Albuquerque Journal

Honoring a debt

Outdoor activist Jack Loeffler gives back to the planet that helped make him

- BY DAVID STEINBERG FOR THE JOURNAL

For 21-year-old Jack Loeffler, July 1957 held an epiphany that would revolution­ize the rest of his life. He was a witness to an atomic bomb blast seven miles from ground zero.

Dressed in his summer uniform of Bermuda shorts, a short-sleeved shirt and a pith helmet, Loeffler was a trumpeter in the 433rd U.S. Army Band. The band was bused to a military base at the Nevada Proving Grounds.

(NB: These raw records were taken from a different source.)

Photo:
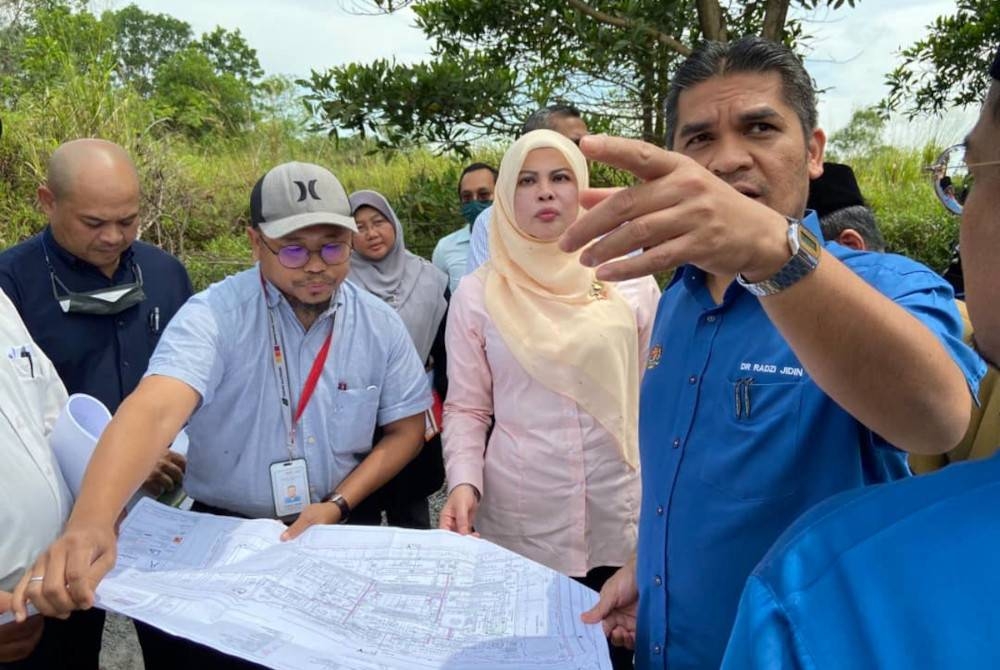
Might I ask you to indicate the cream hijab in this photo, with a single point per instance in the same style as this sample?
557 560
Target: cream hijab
573 334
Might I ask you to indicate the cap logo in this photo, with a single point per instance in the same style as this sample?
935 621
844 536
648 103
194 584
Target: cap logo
309 189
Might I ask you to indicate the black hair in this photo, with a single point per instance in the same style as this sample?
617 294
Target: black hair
476 167
856 217
748 54
544 118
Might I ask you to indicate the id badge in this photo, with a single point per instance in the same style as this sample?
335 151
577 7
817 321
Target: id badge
289 486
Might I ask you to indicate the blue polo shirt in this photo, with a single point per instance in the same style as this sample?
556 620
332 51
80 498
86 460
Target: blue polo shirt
104 356
220 345
896 576
736 441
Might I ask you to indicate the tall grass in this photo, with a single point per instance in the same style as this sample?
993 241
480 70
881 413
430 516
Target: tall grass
899 191
196 194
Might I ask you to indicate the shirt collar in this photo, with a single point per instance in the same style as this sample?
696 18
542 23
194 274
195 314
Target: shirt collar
693 278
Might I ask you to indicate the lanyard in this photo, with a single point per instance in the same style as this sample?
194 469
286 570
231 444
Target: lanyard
284 383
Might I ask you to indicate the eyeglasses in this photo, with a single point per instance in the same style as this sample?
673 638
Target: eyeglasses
295 256
951 178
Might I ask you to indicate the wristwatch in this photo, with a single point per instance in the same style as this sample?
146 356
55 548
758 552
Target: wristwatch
341 503
805 250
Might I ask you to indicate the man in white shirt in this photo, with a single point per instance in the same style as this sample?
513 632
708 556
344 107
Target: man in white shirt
475 192
36 500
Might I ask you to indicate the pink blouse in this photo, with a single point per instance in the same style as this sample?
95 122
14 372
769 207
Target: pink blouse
554 486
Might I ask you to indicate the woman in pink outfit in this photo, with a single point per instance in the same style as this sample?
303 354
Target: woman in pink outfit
535 341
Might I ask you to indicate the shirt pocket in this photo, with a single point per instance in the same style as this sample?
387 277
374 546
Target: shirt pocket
355 413
757 455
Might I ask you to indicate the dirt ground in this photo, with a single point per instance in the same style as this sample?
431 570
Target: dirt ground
120 650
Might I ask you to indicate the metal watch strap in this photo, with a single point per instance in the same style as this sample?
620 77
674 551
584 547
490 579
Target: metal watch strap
341 503
805 250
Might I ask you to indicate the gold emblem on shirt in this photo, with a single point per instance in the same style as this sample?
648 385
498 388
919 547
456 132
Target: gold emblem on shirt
654 357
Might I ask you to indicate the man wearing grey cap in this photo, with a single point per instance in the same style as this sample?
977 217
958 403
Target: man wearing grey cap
282 373
902 575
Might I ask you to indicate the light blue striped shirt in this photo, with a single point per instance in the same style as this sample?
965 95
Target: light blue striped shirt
451 255
479 245
219 344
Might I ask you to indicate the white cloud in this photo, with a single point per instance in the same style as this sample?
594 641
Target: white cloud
853 48
296 37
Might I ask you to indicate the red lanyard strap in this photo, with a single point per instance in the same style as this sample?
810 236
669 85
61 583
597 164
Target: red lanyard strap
313 378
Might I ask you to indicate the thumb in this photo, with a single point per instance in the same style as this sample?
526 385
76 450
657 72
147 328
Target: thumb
599 611
296 528
462 520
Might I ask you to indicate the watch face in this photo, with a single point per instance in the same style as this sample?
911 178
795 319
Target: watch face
809 241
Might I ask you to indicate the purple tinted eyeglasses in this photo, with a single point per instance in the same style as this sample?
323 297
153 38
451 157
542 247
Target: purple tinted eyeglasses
295 256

Midway through the playing of “Stars and Stripes Forever,” he writes in his new book, “the (pre-dawn) sky burst into light brighter than the sun, and an enormous mushroom cloud rocketed skyward, unfurling an array of colors, some of which do not otherwise appear in Nature in my experience.”

Loeffler said in his stirring, proudly nonlinear memoir “Headed Into the Wind” that the blast was a defining moment for him. It confirmed that he should pursue an independen­t path involving “resistance to any form of governing body that condoned the detonation of atomic bombs that blatantly destroyed spans of earthly habitat. … ostensibly in defense of the American Dream.”

Loeffler, a longtime Santa Fe resident, believes his activism and idealism have penetrated his thinking, his endeavors, his adventures and his friendship­s.

He has counted among his like-minded compañeros Alvin Josephy, the late historian of Native America, and the “radical” environmen­talists Edward Abbey (“The Monkey Wrench Gang”) and the Pulitzer Prize-winning poet Gary Snyder.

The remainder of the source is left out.